I am trying to convert a DBF of about 3233 records created from a shapefile of US counties to a dataframe; then I want to take two of the columns from that dataframe and convert to a dictionary where column1
is the key and column2
is the value. However, the resulting dictionary doesn't have the same number of records as my dataframe.
Code:
county_shapefile = "U:/Shapefiles/tl_2018_us_county/tl_2018_us_county.shp"
dbf = arcpy.TableToTable_conversion(county_shapefile,"U:/","county_data.dbf")
from simpledbf import Dbf5
dbfile = Dbf5(str(dbf))
df = dbfile.to_dataframe()
df_dict = {row[0]:row[1] for row in df.values}
I have also tried doing this with the .to_dict()
function, but I'm not getting the desired dictionary structure {column1:column2,column1:column2...}
from simpledbf import Dbf5
dbfile=Dbf5(str(dbf))
df=dbfile.to_dataframe()
subset=df[["STATEFP","COUNTYFP"]]
subset=subset.set_index("COUNTYFP")
dict=subset.to_dict()
In the end, I'm hoping to create a dictionary where the key is the County FIPS code (COUNTYFP) and the value is the State FIPS code (STATEFP).

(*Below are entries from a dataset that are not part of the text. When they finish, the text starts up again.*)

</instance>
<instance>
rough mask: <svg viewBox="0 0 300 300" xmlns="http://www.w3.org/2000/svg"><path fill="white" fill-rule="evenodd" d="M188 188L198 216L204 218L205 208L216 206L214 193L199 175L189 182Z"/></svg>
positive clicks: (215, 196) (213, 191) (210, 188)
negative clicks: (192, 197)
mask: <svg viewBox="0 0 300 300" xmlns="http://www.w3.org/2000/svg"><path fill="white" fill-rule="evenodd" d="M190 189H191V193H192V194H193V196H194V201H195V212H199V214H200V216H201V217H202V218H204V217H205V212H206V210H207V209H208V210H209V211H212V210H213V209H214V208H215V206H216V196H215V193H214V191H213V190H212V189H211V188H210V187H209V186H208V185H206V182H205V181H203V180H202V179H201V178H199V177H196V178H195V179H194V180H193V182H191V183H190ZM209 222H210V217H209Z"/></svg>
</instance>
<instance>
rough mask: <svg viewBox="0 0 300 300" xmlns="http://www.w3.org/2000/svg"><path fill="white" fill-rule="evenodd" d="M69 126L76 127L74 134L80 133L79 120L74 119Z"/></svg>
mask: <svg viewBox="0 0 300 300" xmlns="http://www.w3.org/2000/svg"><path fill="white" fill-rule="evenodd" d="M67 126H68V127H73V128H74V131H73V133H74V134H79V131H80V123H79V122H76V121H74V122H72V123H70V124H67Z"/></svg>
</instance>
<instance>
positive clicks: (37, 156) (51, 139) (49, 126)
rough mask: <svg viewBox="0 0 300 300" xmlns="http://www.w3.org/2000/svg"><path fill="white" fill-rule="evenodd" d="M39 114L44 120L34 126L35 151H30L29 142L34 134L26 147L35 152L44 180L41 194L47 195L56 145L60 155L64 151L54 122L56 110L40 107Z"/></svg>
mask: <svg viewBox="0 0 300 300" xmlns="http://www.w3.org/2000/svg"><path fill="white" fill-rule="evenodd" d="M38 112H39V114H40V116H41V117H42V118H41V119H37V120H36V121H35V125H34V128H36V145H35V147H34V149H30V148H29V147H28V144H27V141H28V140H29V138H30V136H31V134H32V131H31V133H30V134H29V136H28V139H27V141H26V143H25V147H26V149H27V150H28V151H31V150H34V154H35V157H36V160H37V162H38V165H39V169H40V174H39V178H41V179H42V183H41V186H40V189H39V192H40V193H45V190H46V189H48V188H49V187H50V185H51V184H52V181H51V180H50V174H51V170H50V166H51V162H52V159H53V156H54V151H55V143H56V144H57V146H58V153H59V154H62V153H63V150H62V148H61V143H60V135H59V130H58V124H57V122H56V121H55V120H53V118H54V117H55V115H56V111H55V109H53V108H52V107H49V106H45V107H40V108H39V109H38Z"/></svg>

I do not want to have any nested dictionaries, just a simple dictionary with the format...
dict={
COUNTYFP1:STATEFP1,
COUNTYFP2:STATEFP2,
COUNTYFP3:STATEFP3,
....
}
Are you sure that the column1
has no duplicates? Because dictionaries in python do not support duplicate keys! If you want to preserve all the values in the column1
as keys you'll have to find a workaround for the same.